I once read 58 books in 6 weeks. I became a regular at the local used book store, often snatching up 5 or 6 books at a time. Oh, I could have gone to the library instead or (shudder) acquired a kindle, but I have my love of paper to consider. When my overloaded bookshelf begins to take over the rest of the house, I grab my least-likely-to-be-read-again books and re-donate back to the store. The circle of life.
Some may mock my choice of reading material but I have no shame. I adore love stories. The anticipation, the romance, the often ridiculous actions of a character blinded by emotion, and the occasional steamy, deliciously satisfying naughty parts. I love it all. Unrealistic? Idealistic? Overly dramatic? Too good to be true? I don’t care. I might actually prefer all of those things.
I once read an article on writing condemning the use of the word perfect because “nothing real is perfect.” I can think of several real things I believe are perfect — to me. My ideals are likely not the same as yours which makes sense because perfect is subjective. But none of this matters. Even if I believed “nothing real is perfect,” I still would not have a reason to ban perfect from my writing. I write fiction. None of it is real. And that’s the beauty of it.

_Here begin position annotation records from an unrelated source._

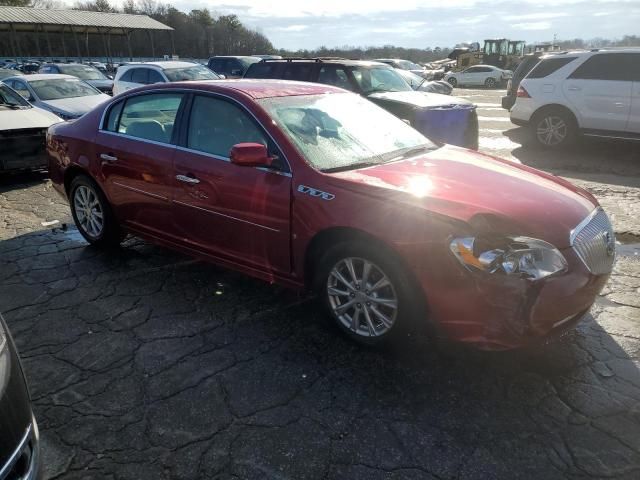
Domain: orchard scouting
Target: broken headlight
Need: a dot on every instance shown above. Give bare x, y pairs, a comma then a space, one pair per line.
520, 256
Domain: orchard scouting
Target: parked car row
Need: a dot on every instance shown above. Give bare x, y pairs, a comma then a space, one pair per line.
594, 93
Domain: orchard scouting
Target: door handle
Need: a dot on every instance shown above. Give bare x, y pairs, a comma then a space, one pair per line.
187, 179
108, 157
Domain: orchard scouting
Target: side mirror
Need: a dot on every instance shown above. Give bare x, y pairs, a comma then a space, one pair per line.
250, 155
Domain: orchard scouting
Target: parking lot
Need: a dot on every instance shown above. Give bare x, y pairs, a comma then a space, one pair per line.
144, 363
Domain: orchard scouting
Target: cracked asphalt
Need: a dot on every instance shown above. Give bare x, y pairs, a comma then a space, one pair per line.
145, 364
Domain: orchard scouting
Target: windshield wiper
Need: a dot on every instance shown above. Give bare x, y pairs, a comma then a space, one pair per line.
351, 166
12, 106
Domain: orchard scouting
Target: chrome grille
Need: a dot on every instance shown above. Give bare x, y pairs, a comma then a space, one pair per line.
595, 243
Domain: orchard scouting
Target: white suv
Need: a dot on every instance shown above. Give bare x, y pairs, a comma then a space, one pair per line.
134, 75
595, 93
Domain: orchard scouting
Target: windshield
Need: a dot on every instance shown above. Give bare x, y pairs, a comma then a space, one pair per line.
343, 130
411, 78
83, 72
57, 88
11, 98
196, 72
380, 79
407, 65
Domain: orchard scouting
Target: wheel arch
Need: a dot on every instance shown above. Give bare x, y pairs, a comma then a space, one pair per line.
555, 107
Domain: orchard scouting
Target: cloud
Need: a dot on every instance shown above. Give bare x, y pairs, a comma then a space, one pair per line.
533, 26
293, 28
424, 23
537, 16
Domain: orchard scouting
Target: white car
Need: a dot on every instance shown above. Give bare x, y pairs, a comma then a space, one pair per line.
65, 95
135, 75
594, 93
479, 75
22, 131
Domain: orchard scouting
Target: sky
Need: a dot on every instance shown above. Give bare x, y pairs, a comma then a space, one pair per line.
294, 24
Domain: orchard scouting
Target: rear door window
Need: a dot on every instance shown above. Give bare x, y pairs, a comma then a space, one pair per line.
549, 65
608, 66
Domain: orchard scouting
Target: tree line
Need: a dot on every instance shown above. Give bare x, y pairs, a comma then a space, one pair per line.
202, 33
199, 33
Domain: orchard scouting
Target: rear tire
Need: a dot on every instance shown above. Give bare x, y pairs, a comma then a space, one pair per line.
92, 213
554, 128
366, 292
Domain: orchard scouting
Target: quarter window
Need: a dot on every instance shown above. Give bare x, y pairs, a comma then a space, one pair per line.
336, 76
150, 117
609, 66
217, 125
140, 75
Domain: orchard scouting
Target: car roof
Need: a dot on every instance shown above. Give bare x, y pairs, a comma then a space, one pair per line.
254, 88
47, 76
234, 56
161, 64
338, 61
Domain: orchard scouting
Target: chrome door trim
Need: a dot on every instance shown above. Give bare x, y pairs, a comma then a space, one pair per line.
226, 216
137, 190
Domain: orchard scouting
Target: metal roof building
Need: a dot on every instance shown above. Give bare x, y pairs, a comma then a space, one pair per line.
16, 20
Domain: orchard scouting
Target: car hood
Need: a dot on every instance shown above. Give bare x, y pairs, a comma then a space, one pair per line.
489, 194
26, 118
77, 105
419, 99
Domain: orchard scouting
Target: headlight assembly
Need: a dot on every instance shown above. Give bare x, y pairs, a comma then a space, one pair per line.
520, 256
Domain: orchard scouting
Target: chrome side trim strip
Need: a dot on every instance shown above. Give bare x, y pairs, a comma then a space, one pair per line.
138, 139
16, 453
149, 194
226, 216
582, 224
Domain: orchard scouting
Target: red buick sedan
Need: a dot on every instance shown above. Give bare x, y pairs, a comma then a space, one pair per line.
313, 187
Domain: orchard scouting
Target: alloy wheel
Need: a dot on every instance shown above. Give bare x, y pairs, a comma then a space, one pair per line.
362, 297
551, 130
89, 212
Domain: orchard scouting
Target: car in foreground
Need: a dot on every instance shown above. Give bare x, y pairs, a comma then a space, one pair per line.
64, 95
20, 439
592, 93
232, 67
479, 75
442, 118
313, 187
88, 73
22, 132
134, 75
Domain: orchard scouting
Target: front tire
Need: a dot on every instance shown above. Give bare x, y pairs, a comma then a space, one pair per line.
92, 213
553, 129
365, 291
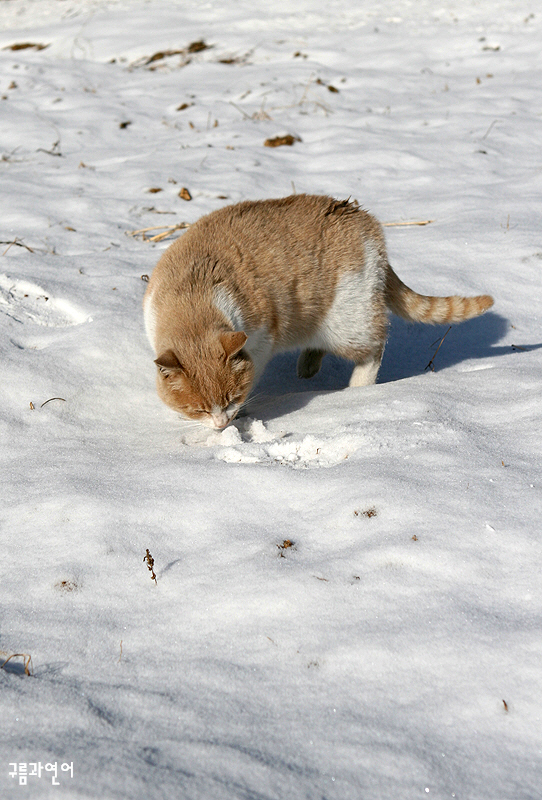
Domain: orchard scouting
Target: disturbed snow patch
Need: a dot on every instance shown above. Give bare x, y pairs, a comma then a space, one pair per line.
252, 443
28, 302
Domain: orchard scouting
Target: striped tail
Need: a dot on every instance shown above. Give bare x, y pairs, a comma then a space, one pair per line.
437, 310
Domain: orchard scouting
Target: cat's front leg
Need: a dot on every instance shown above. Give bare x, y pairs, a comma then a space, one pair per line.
309, 363
366, 370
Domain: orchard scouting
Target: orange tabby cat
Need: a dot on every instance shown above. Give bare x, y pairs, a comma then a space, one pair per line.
250, 280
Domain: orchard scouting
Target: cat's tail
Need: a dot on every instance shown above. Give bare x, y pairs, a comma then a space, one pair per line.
416, 307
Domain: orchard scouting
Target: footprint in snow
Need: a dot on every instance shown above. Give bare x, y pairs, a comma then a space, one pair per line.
28, 302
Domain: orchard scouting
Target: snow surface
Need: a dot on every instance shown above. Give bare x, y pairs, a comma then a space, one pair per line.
371, 658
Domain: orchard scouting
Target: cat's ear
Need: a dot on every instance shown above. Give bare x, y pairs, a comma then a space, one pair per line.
232, 342
168, 363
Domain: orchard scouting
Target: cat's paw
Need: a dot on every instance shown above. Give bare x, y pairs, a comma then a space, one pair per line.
309, 363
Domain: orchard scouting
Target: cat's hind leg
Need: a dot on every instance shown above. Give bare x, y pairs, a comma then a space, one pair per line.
366, 369
309, 363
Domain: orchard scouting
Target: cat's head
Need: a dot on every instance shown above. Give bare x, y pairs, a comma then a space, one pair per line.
211, 384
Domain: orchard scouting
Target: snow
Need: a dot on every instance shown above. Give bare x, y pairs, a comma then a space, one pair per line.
371, 658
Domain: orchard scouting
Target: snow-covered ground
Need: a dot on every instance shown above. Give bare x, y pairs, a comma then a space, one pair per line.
395, 649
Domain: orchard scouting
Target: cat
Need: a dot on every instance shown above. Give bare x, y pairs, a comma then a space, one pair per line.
256, 278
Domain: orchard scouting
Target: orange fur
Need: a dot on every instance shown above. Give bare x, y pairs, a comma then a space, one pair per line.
249, 280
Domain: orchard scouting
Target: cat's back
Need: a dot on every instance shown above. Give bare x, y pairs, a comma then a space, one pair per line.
269, 236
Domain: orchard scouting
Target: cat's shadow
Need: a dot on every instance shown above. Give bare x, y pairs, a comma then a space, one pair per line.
409, 351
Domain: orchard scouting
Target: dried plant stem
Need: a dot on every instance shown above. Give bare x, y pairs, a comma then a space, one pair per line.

When I read… when I write… I want a bit of perfect. I seek it out. I crave it. I have plenty of harsh reality in my life… if I wanted more, I would watch the news. When I get lost in a story, reality is precisely what I’m trying to escape. I’ll take realism to the extent that what I read and write usually takes place on earth without magic or unicorns or the ability for humans to float about instead of walk. Beyond that, anything is game — a nasty character, a nice one, a manipulative one, and yes, even a perfect one. Perfect to someone, anyway.